AH231 - Art in the Global Early Modern Era
This course examines art produced in the Early Modern era (roughly 1450-1800) across a global range of nations and societies. The Early Modern period encompasses a time of cataclysmic social, religious, scientific and technological change, enhanced by new international commercial and information networks, disparate economic and religious systems, constant political and military conflicts, widespread oppression and genocide, and the rise of radical intellectual and artistic movements. The course incorporates case studies in a wide range of art and cultures (such as Chinese, Persian, Ottoman, African, European, and Central and South American art). Topics for investigation include how art, artists, patrons, and audiences in these historical empires interrogated notions of reality; cosmologies and planetarity; ancient canons; religious devotion; eroticism and death; individualism and issues of class, status, gender, and race; politics and power; and the role of the artist, among others. The course presents art in a comparative transnational and cross-cultural context, while also interrogating larger (art)historical frameworks of colonialism, modernity, markets, and Eurocentricity. Meets the Critical Learning: AIM requirement. Meets the Critical Learning: HP requirement. Meets the Writing in the Discipline requirement. (Not offered 2024-25).

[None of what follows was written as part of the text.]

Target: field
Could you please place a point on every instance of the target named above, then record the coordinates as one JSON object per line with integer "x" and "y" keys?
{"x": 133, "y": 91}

Degree requirement — Critical Learning: AIM, Critical Learning: HP, Writing in the Discipline
1 unit
Previously Featured Offering
This class examines the innovative art and architecture made for the major courts of 17th-century Europe. In this century of remarkably varied artistic production, paradoxes abounded. Illusion competed with classicism; seriousness of purpose gave way to painted jokes; and artistic identity clashed with political authority. More than ever before, artists explored the dramatic and expressive possibilities of art in this turbulent period. Like today’s artists, Baroque masters struggled to identify and convey a heightened awareness of the complex relationship of an individual to a multivalent reality that resists concrete definition.
The students in AH231 will not only study the art history of the 17th century, but also work on a show entitled “Strange Beauty: Baroque Sensibilities in Contemporary Art” which will open in the IDEA Space on December 6. The exhibition features works by contemporary artists such as Jimmy Baker, Liza Lou, Andres Serrano, Cindy Sherman, Kehinde Wiley, and Sherrie Wolf. With these objects, which uncover connections between Baroque and contemporary experience, students will enter the dynamic territory of museum studies. Their task, simply put, is to make the living legacy of art history in contemporary art understandable, and vital, to today’s viewing public.
No offerings are currently scheduled.